L’art japonais, — La sculpture et la peinture. — Nous faisons une collection de bronzes. — Le grand Bouddha de Megouro. — Il y a plusieurs Bouddhas. — Yebis et Daïkokou. — Kann, le dernier des artistes nationaux.
Décembre 1871.


Yedo, en sa qualité de capitale, est le lieu du Japon où l’on peut le mieux se familiariser avec tout ce qui concerne, dans la vie du peuple, le côté du goût et de l’art. On est tout de suite frappé, en parcourant Yedo et en visitant les boutiques, de la délicatesse de certains arts et du raffinement de certaines industries. Le peuple japonais est essentiellement un peuple de goût, rien de ce qu’il façonne n’est laid ; les objets dé la vie usuelle du pauvre comme du riche, par la coupe, la forme ou la couleur, sont ici choses de goût.
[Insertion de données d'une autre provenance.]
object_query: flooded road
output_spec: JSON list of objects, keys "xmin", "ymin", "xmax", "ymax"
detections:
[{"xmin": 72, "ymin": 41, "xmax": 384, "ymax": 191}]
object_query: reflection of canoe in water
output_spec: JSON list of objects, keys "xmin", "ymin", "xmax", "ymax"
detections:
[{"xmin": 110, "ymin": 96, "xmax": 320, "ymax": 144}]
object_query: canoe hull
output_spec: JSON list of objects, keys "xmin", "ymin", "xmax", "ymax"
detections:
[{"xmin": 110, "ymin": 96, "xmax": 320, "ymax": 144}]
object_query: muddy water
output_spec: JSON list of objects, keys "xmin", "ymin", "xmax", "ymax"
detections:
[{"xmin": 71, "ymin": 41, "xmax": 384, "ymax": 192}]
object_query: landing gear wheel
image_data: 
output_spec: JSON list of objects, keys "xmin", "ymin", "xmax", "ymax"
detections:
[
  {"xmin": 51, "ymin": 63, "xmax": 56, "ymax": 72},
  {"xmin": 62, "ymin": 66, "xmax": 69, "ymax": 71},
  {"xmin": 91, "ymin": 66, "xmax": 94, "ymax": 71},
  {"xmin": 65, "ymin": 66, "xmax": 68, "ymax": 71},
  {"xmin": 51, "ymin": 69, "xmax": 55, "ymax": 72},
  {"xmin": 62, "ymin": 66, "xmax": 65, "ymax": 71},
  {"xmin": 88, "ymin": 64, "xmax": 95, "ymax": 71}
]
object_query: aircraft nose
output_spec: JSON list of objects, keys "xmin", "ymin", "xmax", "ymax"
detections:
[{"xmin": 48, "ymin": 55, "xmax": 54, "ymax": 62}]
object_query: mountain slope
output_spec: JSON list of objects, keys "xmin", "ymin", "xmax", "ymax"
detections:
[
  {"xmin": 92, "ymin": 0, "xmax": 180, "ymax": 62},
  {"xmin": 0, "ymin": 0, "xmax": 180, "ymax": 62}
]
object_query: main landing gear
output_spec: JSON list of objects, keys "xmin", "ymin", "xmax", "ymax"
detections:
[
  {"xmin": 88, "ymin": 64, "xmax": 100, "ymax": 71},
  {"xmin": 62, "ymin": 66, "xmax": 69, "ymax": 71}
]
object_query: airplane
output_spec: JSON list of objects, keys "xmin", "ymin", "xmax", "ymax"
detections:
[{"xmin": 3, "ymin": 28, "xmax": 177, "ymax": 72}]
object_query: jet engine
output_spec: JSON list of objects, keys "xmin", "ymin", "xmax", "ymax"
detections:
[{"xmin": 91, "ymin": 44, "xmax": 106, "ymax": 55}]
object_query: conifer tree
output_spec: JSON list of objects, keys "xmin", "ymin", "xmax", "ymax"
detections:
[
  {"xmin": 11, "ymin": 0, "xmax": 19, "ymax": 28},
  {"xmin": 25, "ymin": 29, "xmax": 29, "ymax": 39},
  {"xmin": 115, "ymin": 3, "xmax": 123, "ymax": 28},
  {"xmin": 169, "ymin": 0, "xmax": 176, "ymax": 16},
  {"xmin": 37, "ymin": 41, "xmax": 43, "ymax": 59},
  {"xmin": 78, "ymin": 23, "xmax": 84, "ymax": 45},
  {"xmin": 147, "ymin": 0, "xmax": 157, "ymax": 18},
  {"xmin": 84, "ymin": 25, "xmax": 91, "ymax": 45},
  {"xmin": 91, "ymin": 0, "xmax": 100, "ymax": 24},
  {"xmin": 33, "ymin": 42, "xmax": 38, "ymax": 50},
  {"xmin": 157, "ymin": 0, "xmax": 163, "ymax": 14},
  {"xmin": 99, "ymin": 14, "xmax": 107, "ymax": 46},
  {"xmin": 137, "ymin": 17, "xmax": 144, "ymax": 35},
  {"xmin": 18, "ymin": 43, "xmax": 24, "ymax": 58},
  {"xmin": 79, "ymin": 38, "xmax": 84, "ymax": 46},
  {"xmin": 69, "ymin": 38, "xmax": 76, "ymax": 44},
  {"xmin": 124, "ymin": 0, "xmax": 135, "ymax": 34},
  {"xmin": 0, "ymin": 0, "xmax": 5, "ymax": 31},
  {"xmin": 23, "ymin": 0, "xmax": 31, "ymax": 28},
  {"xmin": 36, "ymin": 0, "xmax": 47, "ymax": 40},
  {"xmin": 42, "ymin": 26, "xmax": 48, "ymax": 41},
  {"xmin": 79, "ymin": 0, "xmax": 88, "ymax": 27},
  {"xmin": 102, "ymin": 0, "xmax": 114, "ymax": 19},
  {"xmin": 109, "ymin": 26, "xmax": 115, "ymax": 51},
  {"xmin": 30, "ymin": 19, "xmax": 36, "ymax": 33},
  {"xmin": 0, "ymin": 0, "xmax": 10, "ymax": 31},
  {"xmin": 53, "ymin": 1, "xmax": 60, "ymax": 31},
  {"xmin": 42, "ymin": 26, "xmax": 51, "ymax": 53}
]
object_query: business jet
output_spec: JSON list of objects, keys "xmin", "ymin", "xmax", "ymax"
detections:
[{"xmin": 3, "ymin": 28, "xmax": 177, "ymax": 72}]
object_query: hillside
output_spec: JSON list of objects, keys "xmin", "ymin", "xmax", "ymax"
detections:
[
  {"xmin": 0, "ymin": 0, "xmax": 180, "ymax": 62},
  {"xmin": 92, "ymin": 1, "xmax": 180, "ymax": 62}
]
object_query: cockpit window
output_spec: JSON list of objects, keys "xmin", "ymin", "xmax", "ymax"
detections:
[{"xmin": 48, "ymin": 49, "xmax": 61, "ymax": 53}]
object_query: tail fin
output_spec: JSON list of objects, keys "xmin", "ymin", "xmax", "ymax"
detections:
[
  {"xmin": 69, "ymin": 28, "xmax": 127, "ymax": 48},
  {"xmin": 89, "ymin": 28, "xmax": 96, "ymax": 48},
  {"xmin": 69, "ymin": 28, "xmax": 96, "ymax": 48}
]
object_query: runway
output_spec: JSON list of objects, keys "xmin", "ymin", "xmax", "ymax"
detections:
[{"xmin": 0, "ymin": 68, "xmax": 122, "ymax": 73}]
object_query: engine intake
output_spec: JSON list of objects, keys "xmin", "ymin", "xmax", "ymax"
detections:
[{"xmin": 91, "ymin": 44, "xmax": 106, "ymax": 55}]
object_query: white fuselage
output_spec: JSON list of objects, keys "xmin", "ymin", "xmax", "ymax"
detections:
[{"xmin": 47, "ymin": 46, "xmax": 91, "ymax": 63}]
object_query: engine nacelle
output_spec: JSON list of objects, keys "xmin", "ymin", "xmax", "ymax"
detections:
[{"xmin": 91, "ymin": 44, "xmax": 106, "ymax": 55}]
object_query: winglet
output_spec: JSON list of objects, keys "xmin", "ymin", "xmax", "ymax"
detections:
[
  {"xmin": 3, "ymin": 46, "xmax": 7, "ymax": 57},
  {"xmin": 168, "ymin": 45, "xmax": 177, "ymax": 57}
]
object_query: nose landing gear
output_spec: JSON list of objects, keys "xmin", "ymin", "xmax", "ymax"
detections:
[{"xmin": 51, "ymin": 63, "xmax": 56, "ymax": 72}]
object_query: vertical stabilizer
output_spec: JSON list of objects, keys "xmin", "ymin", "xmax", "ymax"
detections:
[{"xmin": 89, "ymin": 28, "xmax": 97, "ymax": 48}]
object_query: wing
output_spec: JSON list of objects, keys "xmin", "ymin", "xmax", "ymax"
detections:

A Yedo, l’homme qui aime les arts se trouve en pays ami. Ce ne sont par la ville que marchands de curiosités, depuis te riche marchand qui a de vieux bronzes et des chinoiseries fort recherchés, jusqu’au petit brocanteur, qui fait commerce de moindres objets à bon marché ; puis viennent les libraires vendant les livres illustrés et les albums de dessin, puis enfin les marchands d’estampes coloriées. Le goût des Japonais pour les choses du dessin se montre ici dans toute sa plénitude. Il y a partout, à Yedo, des boutiques consacrées au commerce de l’imagerie ; on en trouve jusque dans les faubourgs, à la lisière des champs. Il y a toujours devant leur étalage des groupes d’enfants, les yeux grands ouverts. Chaque petit Japonais a chez lui des cahiers d’images : les riches couleurs et les grands gestes des personnages attirent son attention sur l’écriture explicative du coin de la page : c’est ainsi qu’il apprend à se familiariser avec les caractères difficiles de son écriture.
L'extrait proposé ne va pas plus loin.